I Built a Local AI Study Buddy in 30 Minutes
A small local pipeline that watches what I am reading, turns it into OCR logs, summarizes the concepts, and posts study updates to Discord.
I wanted a simple thing: an AI system that knows what I am studying without me manually logging anything.
Not a productivity app. Not another dashboard. Not a chatbot I have to keep updating.
Just something running quietly on my laptop, watching what I am reading, extracting the topic, and sending me summaries later.
So I built Study Buddy v1.
What it does
The first version is intentionally small:
screen crop -> OCR -> response log -> batch summaries -> Discord
A Python script takes a screenshot every few seconds, crops the part of the screen I care about, hashes it, and skips it if nothing changed. If the image changed, it saves it as img.png and sends it to a local Ollama vision/OCR model.
The response is appended to responses.jsonl.

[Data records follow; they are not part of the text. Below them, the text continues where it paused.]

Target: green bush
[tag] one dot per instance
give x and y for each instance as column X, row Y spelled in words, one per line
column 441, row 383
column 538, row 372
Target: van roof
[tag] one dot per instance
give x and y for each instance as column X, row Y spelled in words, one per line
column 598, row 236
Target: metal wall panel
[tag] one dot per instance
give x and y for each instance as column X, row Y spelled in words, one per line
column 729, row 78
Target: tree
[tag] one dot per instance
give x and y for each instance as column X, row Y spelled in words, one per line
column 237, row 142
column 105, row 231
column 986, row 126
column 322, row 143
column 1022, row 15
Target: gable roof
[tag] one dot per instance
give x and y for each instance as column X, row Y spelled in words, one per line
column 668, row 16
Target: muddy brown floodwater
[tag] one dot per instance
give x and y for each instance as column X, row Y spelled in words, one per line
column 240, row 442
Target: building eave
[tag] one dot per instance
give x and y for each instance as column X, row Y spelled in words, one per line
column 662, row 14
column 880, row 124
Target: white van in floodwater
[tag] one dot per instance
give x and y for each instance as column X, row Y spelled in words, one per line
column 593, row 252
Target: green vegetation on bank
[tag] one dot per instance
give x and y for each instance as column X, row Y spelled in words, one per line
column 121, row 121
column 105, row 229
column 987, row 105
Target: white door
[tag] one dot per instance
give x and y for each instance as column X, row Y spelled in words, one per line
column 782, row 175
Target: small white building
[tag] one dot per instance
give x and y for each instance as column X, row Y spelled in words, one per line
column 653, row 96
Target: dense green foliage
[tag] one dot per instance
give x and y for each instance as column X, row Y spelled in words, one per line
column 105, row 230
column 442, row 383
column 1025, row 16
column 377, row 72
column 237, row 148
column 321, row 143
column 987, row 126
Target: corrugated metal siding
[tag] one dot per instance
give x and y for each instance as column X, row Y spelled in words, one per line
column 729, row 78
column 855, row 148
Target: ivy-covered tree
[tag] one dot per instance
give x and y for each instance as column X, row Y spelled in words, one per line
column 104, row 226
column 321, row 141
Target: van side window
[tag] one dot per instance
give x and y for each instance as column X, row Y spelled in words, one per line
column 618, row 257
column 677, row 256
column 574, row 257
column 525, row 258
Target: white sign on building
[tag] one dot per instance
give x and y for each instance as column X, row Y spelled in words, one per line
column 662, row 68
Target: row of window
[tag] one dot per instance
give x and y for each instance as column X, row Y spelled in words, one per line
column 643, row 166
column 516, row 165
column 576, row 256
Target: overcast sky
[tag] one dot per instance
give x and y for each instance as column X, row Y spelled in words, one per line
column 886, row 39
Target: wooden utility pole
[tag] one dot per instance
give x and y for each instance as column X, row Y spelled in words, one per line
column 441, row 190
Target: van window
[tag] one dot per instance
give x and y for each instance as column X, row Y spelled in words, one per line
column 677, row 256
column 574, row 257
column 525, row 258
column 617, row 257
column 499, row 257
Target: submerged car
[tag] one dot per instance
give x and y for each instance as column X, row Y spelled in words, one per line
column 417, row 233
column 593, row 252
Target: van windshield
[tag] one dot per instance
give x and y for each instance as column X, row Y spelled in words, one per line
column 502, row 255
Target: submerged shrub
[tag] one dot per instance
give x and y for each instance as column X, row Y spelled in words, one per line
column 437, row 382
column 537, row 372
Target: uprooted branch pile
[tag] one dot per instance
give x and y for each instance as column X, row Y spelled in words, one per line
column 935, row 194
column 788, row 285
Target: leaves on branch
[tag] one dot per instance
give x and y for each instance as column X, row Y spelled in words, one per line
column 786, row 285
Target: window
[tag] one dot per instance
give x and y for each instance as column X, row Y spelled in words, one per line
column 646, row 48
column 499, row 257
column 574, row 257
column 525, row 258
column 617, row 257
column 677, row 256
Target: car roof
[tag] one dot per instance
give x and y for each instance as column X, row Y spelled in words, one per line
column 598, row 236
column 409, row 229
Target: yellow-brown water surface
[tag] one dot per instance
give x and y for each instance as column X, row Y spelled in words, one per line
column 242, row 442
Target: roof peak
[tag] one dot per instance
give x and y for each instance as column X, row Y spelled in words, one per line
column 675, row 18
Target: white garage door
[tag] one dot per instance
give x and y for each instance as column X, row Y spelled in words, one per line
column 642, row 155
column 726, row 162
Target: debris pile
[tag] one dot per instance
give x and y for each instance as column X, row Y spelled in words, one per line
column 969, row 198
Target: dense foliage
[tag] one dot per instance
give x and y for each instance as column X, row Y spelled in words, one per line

A second process watches that file. When enough new responses have arrived, it batches them, asks another local model to extract the key concepts, and posts the summary to Discord.
That is the whole system.
Why this is useful
The important part is that I do not have to tell it what I am studying.
If I am reading about OS scheduling, it sees that. If I switch to probability, it sees that. If I spend an hour on one niche concept, the summaries start reflecting that.
It becomes a passive study log:
What did I actually read?
What topics kept coming up?
What niche concepts did I touch?
What should I revise later?
The output is not perfect, but it is already useful. It gives me a lightweight memory of my study session without requiring discipline from me.
Fully local
The part I care about most: no data leaves my laptop.
The screenshots are processed locally. The OCR model runs through Ollama. The summarizer also runs through Ollama. The files are local JSONL and JSON files.
I can choose the model. I can choose the prompt. I can change the crop box. I can decide what gets stored, archived, summarized, or ignored.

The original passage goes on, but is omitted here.